Zur Hälfte war der Platz gefüllt. Die Wagen gehörten fast alle zur Spitzenklasse.
Große Mercedes-Modelle herrschten vor.
Um unseren Wagen kümmerte sich kein Parkplatzwächter, sondern Gamals Chauffeur. Wir schritten inzwischen auf den Eingang des Lokals zu. Das Gebäude schien wirklich aus einem orientalischen Märchen zu stammen. Der Architekt hatte die maurische Bauweise phantastisch mit moderner Glaskonstruktion kombiniert. Rundbögen, Laubengänge, wasserspeiende Nixen, Grünflächen innerhalb des Gebäudes, Blumenbänke und kleine, versteckte Nischen verwandelten das Lokal in ein Paradies.
Ich hatte so etwas noch nicht gesehen und zeigte mich sehr beeindruckt. Empfangen wurden wir von einem schmalhüftigen Mann, der sich devot verbeugte und Achmed Gamal mit Namen begrüßte.
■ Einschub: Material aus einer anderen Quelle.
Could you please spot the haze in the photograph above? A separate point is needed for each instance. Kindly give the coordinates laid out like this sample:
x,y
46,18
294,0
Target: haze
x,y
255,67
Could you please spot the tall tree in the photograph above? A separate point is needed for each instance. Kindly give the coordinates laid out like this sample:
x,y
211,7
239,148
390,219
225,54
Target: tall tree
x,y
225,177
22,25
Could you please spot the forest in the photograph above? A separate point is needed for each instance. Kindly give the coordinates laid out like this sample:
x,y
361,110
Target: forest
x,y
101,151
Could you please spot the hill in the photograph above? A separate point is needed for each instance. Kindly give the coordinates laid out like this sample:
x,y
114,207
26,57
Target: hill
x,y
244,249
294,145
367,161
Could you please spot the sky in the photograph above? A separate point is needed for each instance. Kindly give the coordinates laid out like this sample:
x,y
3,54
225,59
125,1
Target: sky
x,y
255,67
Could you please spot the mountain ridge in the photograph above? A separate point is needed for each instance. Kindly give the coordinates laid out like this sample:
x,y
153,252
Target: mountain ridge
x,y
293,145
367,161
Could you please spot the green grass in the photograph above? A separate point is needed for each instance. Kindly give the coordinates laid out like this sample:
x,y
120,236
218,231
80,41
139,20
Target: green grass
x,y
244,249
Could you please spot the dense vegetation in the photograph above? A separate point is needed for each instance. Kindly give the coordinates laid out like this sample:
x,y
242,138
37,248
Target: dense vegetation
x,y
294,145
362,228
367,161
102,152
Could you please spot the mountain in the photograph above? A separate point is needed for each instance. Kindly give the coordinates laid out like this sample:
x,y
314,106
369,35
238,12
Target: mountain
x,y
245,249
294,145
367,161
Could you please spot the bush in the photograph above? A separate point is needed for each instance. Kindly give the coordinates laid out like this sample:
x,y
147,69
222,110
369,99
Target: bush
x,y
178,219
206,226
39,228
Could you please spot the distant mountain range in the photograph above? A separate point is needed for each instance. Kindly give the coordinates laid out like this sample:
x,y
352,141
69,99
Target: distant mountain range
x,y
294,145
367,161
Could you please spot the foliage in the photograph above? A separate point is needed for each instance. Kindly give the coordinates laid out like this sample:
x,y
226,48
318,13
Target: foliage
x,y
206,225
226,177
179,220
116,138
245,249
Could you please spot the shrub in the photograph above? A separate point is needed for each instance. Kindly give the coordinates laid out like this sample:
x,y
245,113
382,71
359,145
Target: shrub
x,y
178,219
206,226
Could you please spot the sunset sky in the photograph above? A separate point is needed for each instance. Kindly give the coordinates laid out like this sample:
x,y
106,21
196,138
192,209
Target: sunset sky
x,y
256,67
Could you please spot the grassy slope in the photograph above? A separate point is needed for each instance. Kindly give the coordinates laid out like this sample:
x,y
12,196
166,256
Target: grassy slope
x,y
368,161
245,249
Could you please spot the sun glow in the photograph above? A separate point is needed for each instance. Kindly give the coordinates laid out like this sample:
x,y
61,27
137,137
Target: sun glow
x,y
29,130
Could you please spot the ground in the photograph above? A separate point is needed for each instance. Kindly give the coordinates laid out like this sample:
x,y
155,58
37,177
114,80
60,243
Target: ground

Unser Oberst war also auch hier bekannt. Gamal fragte uns. »Wo wollen Sie zuerst hin? Sie können etwas trinken, ein Bad nehmen oder ein Spielchen wagen. Es gibt auch phantastische Live-Shows…«
»Am liebsten wäre mir die Bar«, sagte ich. Meistens war es so, daß man von der Bar aus sehr schnell die Räume des Chefs erreichen konnte. Ich wettete, daß es sich hier ebenso verhielt.
»Wie Sie wünschen, Mr. Sinclair.«
Leise Musik empfing uns, als wir die Bar betraten. Messing und Chrom reflektierten das Scheinwerferlicht. Die Bar war kreisrund und stand mitten im Raum. An der Decke drehten sich funkelnde Lampen.
Gemischtes – man konnte auch sagen, internationales – Publikum bevölkerte die Bar. Europäer, Araber, Südländer waren friedlich vereint und schlürften ihre Drinks. Halblaut wurden die Gespräche geführt. Die vier Mixer in den Rund verstanden ihr Handwerk. Ihre Blicke waren überall. Als ich mir eine Zigarette zwischen die Lippen steckte, flammte sofort ein Feuerzeug auf. Ich bedankte mich mit einem Kopfnicken und schaute mich noch einmal um. Nicht nur die Bar sagte mir zu, auch die Mädchen gefielen mir. Rassige Geschöpfe, jung, meist dunkelhaarig und glutäugig. Es waren keine aufdringlichen Animiermiezen, wie sie in den Londoner Striplokalen herumhängen, sondern dezent geschminkte Wesen, die durch ihren Charme und ihre Zurückhaltung die Aufmerksamkeit auf sich zogen. Man spürte, daß hinter dem Betrieb eine straffe Organisation steckte.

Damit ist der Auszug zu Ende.